The New York Times Book Review last week had a simple headline: “Why Criticism Matters”. The editors set the stage by describing our current age as one where opinions are “offered instantly, effusively and in increasingly strident tones”—by anyone, anytime. So in that context it is reasonable to ask where the serious critic now sits in the cultural flow. “Where does it leave the critic interested in larger implications — aesthetic, cultural, moral?” Six critics were asked to explain what they do and why it matters, with Afred Kazin’s view of criticism as a tether point:

The critic, Kazin wrote, “is a thinker, and it is the force . . . of his thinking that gets him to say those things that the artist himself may value as an artist, the reader as a reader.” He “is not an artist,” Kazin asserted, “except incidentally.” Yet the critics Kazin commends all wrote in a high and even virtuosic style.

I found the essays remarkably varied, some more successful than others. My favorite was by critic/poet Adam Kirsch. Here’s a passage worth remembering from his essay:


If you are primarily interested in writing, then you do not need a definite or immediate sense of your audience: you write for an ideal reader, for yourself, for God, or for a combination of the three…Like everyone, I wonder whether a general audience, made up of what Virginia Woolf called “common readers,” still exists. If it does, the readership of The New York Times Book Review is probably it. But measured against the audience for a new movie or video game, or against the population as a whole, even the Book Review reaches only a niche audience. Perhaps the only difference between our situation and Arnold’s is that in Victorian England, the niche that cared about literature also happened to constitute the ruling class, while in democratic, mass-media America, the two barely overlap.

What this displacement takes from the critic in terms of confidence and authority, it perhaps restores to him in terms of integrity and freedom. Or maybe it’s just that, as a poet, I am all too used to making excuses for the marginality of a kind of writing that I continue to feel is important.

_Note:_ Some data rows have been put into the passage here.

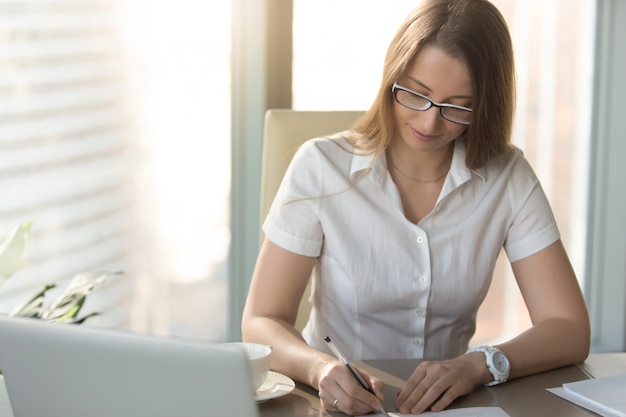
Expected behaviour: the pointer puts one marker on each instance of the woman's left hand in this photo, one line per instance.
(434, 385)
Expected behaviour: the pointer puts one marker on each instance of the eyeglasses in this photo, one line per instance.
(416, 101)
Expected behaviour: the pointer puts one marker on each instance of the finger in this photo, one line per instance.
(423, 394)
(411, 385)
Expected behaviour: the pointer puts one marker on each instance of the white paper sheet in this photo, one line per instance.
(457, 412)
(605, 396)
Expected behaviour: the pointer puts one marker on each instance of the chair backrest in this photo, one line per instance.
(284, 131)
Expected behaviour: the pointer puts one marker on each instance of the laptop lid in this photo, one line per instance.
(63, 370)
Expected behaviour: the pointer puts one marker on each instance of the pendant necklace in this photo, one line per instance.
(415, 179)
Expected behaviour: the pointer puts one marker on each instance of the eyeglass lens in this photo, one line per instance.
(417, 102)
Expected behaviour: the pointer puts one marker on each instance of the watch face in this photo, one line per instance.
(501, 362)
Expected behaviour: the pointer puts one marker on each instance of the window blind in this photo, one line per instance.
(65, 148)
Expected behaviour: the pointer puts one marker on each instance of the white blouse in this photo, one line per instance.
(385, 287)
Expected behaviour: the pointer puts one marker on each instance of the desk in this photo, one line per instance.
(522, 397)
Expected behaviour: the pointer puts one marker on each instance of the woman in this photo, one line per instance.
(403, 218)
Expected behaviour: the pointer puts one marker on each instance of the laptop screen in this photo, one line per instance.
(62, 370)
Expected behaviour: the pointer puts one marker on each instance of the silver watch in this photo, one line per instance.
(497, 363)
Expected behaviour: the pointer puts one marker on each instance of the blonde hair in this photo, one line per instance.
(474, 32)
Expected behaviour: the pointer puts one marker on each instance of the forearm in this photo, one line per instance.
(291, 355)
(551, 344)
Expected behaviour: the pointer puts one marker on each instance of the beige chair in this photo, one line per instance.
(284, 132)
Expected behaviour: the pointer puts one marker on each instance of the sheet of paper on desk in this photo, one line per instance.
(605, 396)
(456, 412)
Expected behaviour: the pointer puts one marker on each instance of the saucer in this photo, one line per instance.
(275, 385)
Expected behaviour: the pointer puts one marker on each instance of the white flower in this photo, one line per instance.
(13, 250)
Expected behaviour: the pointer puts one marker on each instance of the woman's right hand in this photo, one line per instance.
(340, 391)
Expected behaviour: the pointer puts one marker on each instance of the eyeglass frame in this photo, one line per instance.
(430, 103)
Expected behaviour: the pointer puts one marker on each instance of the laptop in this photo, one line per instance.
(63, 370)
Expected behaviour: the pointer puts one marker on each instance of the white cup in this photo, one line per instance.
(259, 359)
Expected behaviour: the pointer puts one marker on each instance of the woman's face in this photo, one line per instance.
(442, 78)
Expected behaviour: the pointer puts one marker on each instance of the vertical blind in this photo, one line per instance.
(65, 148)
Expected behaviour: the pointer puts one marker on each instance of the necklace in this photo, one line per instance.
(415, 179)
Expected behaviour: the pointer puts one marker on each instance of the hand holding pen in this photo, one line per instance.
(353, 371)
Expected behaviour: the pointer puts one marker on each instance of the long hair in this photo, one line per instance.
(474, 32)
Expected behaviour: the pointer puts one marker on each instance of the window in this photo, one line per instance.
(115, 139)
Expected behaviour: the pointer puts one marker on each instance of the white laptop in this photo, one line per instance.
(63, 370)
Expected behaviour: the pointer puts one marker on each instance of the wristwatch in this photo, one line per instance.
(497, 363)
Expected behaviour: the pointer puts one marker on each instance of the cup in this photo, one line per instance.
(259, 359)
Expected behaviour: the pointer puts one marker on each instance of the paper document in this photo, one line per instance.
(605, 396)
(457, 412)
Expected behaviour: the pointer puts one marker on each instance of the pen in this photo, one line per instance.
(352, 370)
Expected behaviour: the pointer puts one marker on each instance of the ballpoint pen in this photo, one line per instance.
(352, 370)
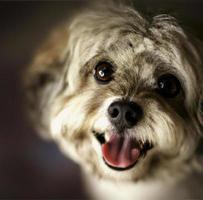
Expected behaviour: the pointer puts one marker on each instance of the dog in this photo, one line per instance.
(122, 96)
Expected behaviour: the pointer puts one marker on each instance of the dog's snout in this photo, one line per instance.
(125, 114)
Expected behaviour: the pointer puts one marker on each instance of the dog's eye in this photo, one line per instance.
(103, 72)
(168, 86)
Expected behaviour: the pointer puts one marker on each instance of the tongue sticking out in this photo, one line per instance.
(119, 152)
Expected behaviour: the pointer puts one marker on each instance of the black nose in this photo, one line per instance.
(124, 114)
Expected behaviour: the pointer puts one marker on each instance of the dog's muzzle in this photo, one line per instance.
(124, 114)
(121, 151)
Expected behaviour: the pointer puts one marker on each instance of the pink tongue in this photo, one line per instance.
(119, 152)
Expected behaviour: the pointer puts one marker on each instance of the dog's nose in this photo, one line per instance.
(125, 114)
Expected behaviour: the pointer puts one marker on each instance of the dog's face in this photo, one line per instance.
(131, 104)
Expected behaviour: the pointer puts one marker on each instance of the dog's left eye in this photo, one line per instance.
(168, 86)
(103, 72)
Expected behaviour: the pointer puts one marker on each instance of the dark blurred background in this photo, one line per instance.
(29, 166)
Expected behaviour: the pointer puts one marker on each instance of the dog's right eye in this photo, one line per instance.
(103, 72)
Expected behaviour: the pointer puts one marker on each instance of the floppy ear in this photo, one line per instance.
(44, 78)
(199, 46)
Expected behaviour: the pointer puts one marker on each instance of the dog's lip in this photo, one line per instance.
(142, 146)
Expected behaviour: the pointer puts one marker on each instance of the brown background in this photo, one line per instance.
(30, 167)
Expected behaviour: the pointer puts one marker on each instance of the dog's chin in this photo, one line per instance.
(122, 156)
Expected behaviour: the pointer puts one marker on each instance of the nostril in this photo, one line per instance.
(114, 112)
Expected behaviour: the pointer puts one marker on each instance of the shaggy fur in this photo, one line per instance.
(69, 106)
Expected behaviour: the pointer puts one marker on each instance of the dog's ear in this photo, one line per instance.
(43, 78)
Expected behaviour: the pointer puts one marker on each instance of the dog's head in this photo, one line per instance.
(129, 104)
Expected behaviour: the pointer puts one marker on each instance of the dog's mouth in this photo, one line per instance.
(122, 152)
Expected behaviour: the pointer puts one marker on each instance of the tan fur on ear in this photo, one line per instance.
(44, 74)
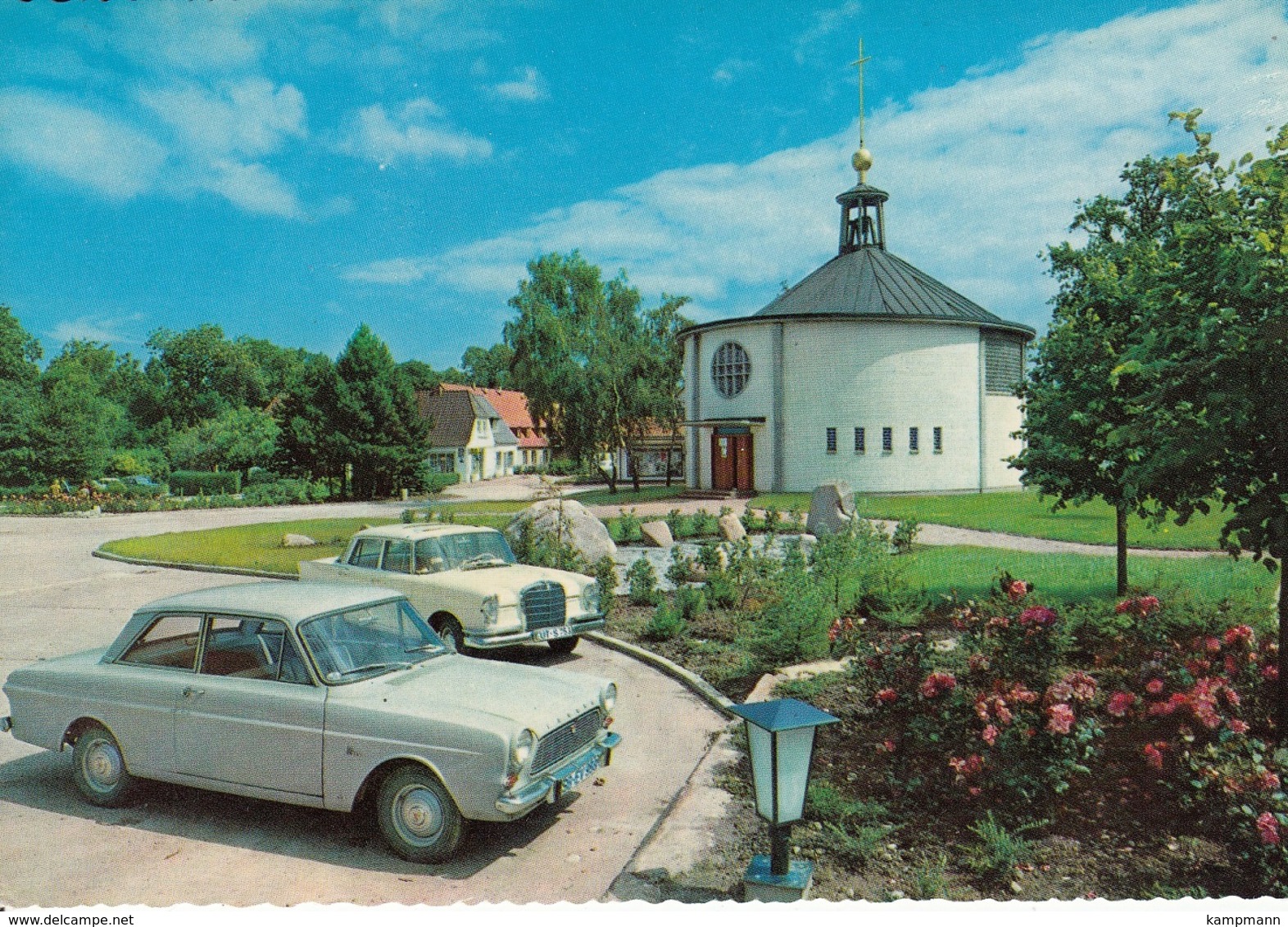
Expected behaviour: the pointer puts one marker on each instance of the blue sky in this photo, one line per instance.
(292, 170)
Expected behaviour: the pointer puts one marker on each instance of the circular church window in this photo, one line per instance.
(731, 369)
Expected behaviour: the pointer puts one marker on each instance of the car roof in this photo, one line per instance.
(293, 602)
(415, 532)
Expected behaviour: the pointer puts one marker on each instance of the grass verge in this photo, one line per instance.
(1024, 513)
(256, 546)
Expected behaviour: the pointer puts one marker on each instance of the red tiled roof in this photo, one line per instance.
(513, 407)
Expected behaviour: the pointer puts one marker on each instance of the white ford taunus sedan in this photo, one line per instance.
(317, 694)
(466, 582)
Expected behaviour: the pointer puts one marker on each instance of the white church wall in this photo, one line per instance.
(848, 373)
(1002, 418)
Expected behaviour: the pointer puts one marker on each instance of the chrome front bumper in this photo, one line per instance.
(510, 638)
(551, 785)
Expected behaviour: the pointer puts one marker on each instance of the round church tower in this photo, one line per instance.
(867, 371)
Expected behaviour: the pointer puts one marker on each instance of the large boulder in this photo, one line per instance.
(580, 529)
(657, 535)
(831, 509)
(732, 528)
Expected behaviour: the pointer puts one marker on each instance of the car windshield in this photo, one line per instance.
(466, 550)
(370, 641)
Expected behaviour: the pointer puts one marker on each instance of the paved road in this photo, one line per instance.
(184, 845)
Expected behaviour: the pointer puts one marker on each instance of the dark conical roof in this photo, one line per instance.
(871, 283)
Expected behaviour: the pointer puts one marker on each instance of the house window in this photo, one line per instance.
(731, 369)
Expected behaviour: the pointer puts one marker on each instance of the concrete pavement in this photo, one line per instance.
(184, 845)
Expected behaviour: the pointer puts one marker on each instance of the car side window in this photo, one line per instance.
(252, 648)
(398, 556)
(429, 556)
(366, 553)
(169, 643)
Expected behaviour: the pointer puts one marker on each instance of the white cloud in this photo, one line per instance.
(419, 132)
(729, 70)
(983, 174)
(71, 142)
(529, 88)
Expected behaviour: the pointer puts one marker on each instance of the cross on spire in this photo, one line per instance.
(859, 65)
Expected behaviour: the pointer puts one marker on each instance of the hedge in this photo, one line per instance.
(202, 483)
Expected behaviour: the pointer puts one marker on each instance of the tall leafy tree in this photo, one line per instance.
(1213, 367)
(587, 355)
(1074, 445)
(20, 352)
(488, 366)
(384, 436)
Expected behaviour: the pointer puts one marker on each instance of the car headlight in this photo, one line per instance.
(520, 751)
(590, 599)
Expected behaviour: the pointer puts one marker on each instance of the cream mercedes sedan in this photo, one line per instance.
(317, 694)
(466, 581)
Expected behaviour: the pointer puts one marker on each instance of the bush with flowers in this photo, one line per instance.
(993, 722)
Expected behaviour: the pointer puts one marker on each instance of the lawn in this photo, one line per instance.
(972, 572)
(256, 546)
(1024, 513)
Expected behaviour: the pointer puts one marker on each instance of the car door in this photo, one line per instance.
(252, 715)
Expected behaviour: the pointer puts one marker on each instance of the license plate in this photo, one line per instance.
(551, 634)
(578, 776)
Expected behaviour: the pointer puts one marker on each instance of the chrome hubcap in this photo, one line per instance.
(102, 765)
(418, 812)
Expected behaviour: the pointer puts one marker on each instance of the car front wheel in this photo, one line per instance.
(418, 816)
(563, 645)
(98, 767)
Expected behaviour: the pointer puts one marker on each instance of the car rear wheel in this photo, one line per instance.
(563, 645)
(454, 632)
(418, 816)
(98, 767)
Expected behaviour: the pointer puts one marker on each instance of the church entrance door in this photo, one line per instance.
(732, 461)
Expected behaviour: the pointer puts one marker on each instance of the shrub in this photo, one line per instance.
(205, 483)
(664, 625)
(905, 535)
(605, 574)
(437, 482)
(642, 582)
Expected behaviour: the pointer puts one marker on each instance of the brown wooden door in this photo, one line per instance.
(722, 461)
(745, 479)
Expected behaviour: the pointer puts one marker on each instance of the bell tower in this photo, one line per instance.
(862, 206)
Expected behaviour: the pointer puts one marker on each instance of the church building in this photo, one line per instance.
(867, 371)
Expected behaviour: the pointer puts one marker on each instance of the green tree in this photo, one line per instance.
(234, 439)
(202, 373)
(384, 436)
(488, 367)
(1074, 442)
(587, 357)
(18, 376)
(1211, 373)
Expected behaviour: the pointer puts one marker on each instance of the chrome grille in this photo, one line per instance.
(544, 604)
(567, 739)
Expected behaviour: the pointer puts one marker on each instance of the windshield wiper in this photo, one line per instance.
(396, 665)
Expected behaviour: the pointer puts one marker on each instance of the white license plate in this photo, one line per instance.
(581, 774)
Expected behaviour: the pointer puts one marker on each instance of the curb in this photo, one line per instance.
(692, 681)
(195, 568)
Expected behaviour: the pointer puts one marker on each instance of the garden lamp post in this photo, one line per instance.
(781, 739)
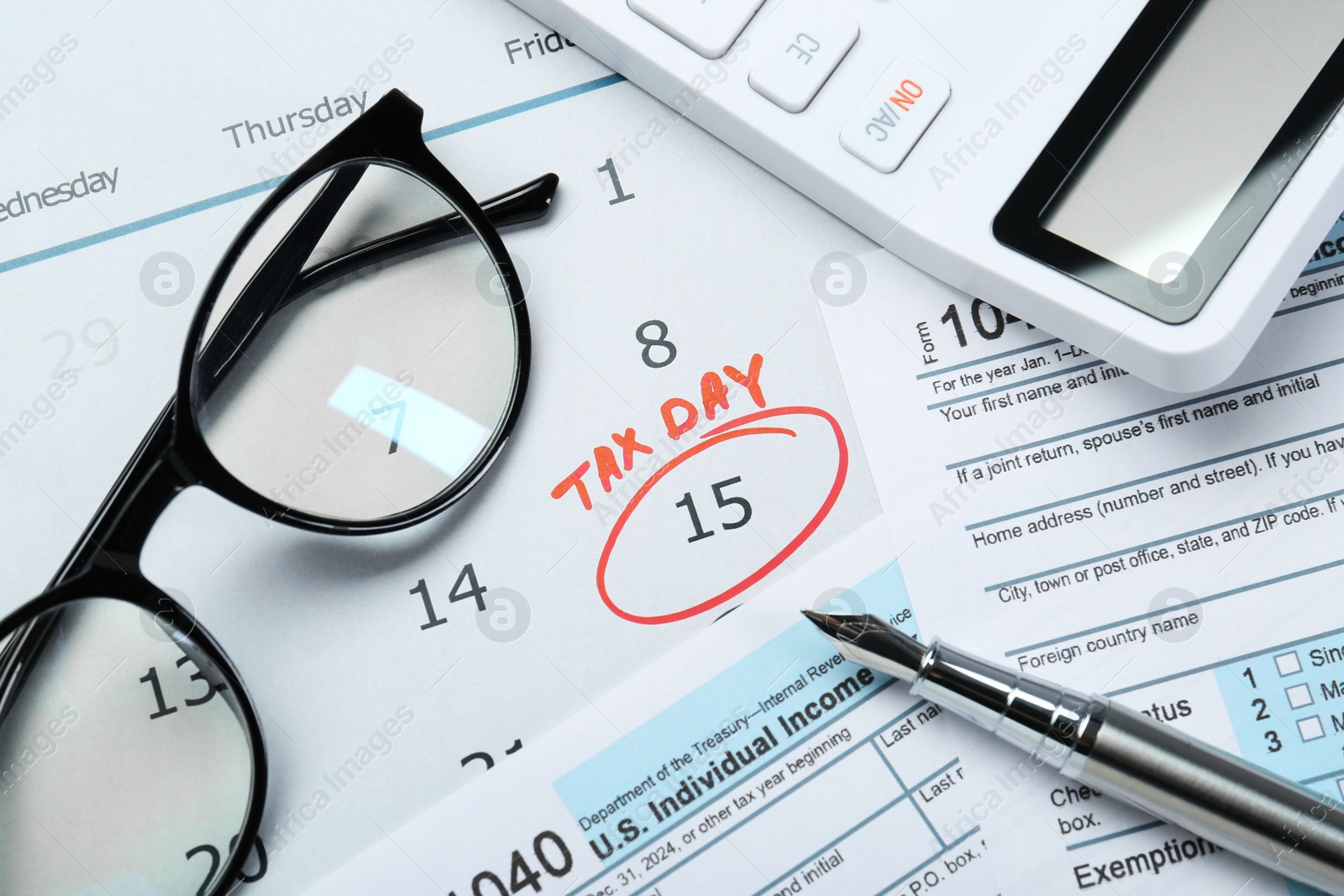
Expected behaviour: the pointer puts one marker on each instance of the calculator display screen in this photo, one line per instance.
(1179, 147)
(1175, 154)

Whether I am writing verse or prose, I try to believe that what matters is not exercising influence or force, but writing well — that is, truthfully and beautifully; and that maybe, if you seek truth and beauty, all the rest will be added unto you.

A similar statement could be made about painting, about the visual arts that actually produce that rarefied, old school thing called an artifact. I resonate with Kirsch’s point of view, paraphrased for those of us who are visual art makers:

What matters is not exercising influence or force, but painting well—that is, truthfully and beautifully; and that maybe, if you seek truth and beauty, all the rest will be added unto you.

One Reply to “Painting Well”

  1. It’s that last sentence of Kirsch’s that that I remember so well from reading last week’s paper. To write a sentence so well that anyone reading it would want to return to it time and again… I agree; if you can do that, everything else falls into place.

    Thank you for visiting WWP earlier today. I appreciate the comment you left.